Be sensible about when you ask for information: request it progressively, and only when it becomes necessary.

In addition to restricting your private information requests, consider how you present the requests you make, which could lower barriers. People waste a lot of time fumbling through complex forms that annoy them to no end; our job as web designers is to make such tasks simple. If you need users to fill out a huge form, break it down into progressive (and thus less daunting) goals to improve readability and reduce anxiety.

Breaking Down Barriers

The key to success is removing a website’s barriers to access — all barriers, whether related to accessibility, usability or function. Make your website glide, not grind. Two core principles come into play here; principles by which we can satisfy our own thirst for data while still being responsive to our users’ needs. The principles also suggest methods for helping visitors find what they’re looking for on our websites.

The first principle is more choice, fewer options. While you’ll want to avoid extremes, minimalism and reductionism are powerful in their ability to give shape to information and to remove excess from a visitor’s line of sight, thus improving the company-customer relationship. Offer clear choices and remove ambiguous input fields, and you’ll increase the likelihood of getting responses.

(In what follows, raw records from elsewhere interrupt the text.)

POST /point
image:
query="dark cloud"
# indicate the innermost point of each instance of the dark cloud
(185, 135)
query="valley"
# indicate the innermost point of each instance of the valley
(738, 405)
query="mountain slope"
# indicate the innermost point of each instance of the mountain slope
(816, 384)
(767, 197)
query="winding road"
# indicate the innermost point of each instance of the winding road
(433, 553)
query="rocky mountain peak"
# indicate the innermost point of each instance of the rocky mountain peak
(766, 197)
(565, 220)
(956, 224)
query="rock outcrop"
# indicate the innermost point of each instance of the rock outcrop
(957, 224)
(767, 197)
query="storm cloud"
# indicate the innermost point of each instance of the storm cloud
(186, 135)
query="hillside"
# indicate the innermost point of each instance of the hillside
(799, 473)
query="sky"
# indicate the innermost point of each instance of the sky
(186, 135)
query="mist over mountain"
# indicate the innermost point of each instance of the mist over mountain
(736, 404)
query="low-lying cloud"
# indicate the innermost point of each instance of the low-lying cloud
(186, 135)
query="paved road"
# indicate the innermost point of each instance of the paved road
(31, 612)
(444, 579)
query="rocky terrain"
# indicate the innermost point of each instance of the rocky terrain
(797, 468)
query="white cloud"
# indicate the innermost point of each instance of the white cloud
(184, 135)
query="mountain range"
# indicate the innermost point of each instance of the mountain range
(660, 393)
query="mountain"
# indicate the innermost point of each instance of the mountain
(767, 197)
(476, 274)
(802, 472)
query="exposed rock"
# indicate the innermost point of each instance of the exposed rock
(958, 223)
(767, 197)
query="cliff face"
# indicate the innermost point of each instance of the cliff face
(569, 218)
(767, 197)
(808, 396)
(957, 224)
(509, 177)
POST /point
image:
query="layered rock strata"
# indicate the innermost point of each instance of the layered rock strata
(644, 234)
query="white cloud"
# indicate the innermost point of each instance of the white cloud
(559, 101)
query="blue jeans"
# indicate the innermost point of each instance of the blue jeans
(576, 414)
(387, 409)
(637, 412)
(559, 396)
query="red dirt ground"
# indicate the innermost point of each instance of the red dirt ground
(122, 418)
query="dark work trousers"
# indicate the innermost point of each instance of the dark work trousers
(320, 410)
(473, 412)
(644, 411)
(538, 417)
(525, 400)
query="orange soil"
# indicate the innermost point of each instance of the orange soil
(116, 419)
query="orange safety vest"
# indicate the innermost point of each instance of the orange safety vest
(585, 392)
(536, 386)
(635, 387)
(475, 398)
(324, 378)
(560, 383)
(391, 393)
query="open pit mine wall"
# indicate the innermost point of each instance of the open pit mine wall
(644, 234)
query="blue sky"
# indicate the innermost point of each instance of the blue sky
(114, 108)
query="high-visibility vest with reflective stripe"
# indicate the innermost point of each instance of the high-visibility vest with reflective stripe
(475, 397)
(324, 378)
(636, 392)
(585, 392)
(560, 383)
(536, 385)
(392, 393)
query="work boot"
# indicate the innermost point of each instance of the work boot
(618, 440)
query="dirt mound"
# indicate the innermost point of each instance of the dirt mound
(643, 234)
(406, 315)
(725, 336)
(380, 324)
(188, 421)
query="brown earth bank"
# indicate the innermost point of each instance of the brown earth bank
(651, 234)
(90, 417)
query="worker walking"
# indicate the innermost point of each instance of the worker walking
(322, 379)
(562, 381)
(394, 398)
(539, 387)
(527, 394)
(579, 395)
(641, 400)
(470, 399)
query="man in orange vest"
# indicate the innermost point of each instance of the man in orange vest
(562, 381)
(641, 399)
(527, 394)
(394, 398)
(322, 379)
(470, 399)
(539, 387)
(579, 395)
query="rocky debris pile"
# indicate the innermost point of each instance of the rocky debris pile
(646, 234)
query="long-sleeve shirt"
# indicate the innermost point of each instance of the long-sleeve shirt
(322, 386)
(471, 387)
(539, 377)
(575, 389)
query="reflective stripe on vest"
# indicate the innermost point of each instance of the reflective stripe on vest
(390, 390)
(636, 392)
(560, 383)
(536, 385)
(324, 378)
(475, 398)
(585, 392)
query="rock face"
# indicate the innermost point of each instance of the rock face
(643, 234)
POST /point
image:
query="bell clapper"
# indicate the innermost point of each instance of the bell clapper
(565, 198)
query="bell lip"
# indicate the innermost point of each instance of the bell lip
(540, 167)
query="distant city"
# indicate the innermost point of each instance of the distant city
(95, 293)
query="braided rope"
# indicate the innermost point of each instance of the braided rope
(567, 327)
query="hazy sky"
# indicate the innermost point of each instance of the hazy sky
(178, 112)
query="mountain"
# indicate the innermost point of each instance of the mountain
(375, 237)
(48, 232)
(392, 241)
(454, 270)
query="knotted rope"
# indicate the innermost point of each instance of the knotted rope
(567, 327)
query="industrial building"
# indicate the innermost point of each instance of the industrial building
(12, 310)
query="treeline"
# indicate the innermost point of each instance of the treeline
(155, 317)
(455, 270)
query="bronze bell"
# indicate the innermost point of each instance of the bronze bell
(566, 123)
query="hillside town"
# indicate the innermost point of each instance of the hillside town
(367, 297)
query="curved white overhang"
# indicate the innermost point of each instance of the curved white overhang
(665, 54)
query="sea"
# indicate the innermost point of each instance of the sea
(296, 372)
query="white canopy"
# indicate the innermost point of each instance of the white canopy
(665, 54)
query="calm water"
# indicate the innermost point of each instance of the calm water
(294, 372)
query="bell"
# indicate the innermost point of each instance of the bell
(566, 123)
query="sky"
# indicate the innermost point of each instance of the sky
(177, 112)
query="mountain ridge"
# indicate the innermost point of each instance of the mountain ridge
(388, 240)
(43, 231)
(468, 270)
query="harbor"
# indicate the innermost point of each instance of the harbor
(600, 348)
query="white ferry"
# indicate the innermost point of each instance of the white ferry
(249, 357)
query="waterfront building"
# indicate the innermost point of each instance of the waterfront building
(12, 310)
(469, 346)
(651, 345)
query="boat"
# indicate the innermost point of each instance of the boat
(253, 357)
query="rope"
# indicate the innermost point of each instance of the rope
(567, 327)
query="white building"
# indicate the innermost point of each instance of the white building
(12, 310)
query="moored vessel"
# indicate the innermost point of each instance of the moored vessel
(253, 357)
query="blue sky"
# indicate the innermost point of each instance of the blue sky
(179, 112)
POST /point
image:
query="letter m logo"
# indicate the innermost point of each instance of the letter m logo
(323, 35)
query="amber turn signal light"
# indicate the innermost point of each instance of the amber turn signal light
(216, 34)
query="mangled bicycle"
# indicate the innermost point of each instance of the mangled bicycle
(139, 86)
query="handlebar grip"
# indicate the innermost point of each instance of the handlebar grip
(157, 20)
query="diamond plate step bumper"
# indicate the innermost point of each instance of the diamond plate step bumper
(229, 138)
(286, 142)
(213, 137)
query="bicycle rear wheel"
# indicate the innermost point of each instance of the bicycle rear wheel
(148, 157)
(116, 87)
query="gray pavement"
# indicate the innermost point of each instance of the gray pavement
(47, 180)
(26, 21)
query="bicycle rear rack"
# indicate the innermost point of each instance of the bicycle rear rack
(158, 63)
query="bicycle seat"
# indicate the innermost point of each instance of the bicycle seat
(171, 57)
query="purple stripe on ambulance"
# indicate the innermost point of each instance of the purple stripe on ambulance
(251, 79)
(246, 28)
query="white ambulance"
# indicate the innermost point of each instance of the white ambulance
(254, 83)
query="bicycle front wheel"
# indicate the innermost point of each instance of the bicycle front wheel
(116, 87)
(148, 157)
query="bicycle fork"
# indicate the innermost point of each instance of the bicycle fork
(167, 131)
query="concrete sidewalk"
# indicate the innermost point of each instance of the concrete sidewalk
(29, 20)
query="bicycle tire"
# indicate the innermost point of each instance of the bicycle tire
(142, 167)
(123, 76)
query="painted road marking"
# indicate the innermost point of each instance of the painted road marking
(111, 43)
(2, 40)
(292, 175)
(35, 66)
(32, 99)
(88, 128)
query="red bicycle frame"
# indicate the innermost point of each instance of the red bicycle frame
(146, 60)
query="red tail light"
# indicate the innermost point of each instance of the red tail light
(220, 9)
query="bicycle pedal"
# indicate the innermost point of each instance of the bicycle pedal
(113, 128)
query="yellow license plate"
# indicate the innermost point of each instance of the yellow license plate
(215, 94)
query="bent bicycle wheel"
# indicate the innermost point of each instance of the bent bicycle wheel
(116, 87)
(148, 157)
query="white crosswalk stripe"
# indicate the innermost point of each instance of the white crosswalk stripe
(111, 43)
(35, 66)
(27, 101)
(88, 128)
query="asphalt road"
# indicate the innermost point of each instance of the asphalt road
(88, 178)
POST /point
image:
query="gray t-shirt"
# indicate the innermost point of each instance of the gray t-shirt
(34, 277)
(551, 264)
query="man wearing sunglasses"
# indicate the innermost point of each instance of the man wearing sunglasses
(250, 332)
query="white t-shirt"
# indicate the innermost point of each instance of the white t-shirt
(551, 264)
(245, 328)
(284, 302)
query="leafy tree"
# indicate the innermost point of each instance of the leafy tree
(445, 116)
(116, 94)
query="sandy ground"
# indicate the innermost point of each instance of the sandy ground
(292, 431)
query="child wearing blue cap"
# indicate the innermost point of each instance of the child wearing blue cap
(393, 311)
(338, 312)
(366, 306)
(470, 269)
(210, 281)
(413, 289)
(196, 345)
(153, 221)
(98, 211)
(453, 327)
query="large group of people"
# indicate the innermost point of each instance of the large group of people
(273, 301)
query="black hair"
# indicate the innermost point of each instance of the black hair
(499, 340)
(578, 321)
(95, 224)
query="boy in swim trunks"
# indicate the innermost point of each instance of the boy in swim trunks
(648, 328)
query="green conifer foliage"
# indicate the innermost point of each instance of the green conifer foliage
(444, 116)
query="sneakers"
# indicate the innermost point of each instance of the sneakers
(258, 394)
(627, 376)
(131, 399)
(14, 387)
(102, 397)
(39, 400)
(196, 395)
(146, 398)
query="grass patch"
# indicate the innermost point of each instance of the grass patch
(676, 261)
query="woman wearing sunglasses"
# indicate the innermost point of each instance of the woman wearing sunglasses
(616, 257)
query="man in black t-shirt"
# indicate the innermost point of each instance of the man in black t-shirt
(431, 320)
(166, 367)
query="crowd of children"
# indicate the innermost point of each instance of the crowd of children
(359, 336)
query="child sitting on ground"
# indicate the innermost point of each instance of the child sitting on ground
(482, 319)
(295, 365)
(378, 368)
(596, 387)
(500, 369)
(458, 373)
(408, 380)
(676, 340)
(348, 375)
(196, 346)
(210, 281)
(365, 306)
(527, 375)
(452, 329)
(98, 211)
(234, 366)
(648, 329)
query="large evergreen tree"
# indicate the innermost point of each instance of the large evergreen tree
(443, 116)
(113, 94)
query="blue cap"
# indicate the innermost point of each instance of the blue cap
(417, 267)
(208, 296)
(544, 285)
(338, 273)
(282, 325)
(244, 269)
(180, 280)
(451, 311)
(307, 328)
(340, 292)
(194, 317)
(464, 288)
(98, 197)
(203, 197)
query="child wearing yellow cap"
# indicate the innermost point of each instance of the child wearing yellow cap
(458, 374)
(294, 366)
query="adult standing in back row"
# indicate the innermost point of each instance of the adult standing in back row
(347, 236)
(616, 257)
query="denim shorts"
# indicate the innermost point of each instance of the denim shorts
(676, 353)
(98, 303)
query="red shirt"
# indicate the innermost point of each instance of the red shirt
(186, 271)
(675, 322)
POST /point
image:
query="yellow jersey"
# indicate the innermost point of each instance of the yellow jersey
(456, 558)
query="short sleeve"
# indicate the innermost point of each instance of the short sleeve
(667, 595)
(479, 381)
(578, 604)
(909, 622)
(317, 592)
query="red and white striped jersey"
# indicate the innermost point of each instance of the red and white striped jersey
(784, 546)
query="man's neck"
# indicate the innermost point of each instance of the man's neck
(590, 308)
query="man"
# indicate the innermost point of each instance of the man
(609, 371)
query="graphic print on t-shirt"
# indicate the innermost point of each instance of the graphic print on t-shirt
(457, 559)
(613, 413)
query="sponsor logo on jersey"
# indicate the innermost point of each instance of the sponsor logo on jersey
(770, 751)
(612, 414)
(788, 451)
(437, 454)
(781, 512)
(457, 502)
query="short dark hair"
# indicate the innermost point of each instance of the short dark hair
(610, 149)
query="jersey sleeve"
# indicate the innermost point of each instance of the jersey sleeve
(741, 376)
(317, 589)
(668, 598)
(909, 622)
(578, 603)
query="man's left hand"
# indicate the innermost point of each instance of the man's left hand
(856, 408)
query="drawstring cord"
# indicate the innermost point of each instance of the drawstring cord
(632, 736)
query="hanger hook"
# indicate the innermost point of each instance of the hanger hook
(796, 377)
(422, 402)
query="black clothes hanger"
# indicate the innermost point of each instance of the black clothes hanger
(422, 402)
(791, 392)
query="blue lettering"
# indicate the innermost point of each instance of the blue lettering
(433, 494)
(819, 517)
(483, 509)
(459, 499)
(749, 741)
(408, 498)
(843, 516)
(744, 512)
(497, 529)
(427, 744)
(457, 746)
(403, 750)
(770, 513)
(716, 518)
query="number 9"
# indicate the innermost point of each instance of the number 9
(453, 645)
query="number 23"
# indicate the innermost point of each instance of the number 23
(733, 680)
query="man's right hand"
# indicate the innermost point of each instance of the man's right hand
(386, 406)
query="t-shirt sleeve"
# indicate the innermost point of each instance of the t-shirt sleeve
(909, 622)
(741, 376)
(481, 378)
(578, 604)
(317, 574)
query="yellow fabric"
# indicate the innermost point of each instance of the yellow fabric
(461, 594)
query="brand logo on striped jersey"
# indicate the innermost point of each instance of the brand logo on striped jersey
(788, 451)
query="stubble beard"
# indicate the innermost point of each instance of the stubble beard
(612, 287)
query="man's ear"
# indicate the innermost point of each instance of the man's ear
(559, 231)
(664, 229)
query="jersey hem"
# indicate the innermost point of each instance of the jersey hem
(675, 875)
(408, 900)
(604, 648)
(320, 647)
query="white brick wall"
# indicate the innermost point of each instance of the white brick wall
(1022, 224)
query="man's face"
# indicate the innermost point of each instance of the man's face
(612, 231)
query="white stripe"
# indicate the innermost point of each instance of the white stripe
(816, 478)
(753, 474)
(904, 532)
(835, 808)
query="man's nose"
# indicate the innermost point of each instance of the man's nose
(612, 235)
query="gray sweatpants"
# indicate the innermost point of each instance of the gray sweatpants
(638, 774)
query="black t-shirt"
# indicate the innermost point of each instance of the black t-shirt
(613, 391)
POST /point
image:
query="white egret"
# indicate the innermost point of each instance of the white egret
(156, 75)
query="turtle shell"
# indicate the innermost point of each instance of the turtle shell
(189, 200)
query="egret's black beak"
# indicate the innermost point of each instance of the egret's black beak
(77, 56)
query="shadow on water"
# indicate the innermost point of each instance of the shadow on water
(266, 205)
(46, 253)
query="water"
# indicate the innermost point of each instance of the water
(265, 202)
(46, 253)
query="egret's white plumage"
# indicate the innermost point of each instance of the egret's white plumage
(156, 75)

The second principle is education. The need to be transparent and sensible with users has never been greater. Privacy laws exist so that websites take steps to protect the safety of visitors and promote awareness of how user data is handled (data protection laws serve the same purpose in some countries). Posting clearly written and comprehensible (i.e. not too technical) policies in a visible place on your website can put visitors at ease, as can explaining the measures you’ve put in place to enact those policies.

Educate users about what they’ll be "giving up," and help them avoid nasty surprises.

It never ceases to amaze me how we web designers — who would never trust a web host that doesn’t explain how it stores our sensitive data (user records, registration information, etc.) — are so quick to ask our own users to hand everything over with a mere "Trust me!"

Invisible Data-Mining

The last topic we should discuss is the issue of invisible data-mining (which includes recording IP addresses, using cookies, storing sessions, even using analytics software). Invisible data-mining might seem harmless enough to us professionals, but that doesn’t allay the concerns of users.

Spam is a serious issue; intruding on an inbox won’t win the person over.

Invisible data-mining encroaches on ethically questionable territory. I don’t want to preach about what one should or shouldn’t do with respect to procuring and using data; education and awareness solve most problems. In the end, though, more websites and designers should allow anonymous browsing (where sensible) and make cookies and usage-tracking optional: leave it up to the visitor.

Many people will immediately retort, "The data is harmless" or "They can easily delete the cookies." The point is that, while such tools can improve a website’s UX through site improvements resulting from analysis of site activity and traffic, they shouldn’t be used against the visitor’s wishes, and the onus shouldn’t be on users to opt out (as is the case with spam).

Value Your Users’ Data and Privacy

My purpose was to highlight the importance of trust, which gets compromised when user privacy is handled poorly. Know your visitors’ expectations of privacy, as well as the most current methods of handling data and the lawful ways in which data can be collected and used. You might help to dispel some of the anxiety and contention that currently afflicts users and governments. The future of the web almost certainly depends on our methods of dealing with privacy, so taking the issue seriously right now is crucial.

"User experience" is a funny term, and it can be looked at in a number of ways. The lesson to remember, though, is "Value your users." If an element doesn’t enrich the experience or encourage users to continue, your efforts will have been wasted. If your website breeds distrust, then you will certainly lose customers and possibly erode the public’s regard of the web as a safe place to store data. As web professionals, we must value our users, recognize their worth and treat them with respect.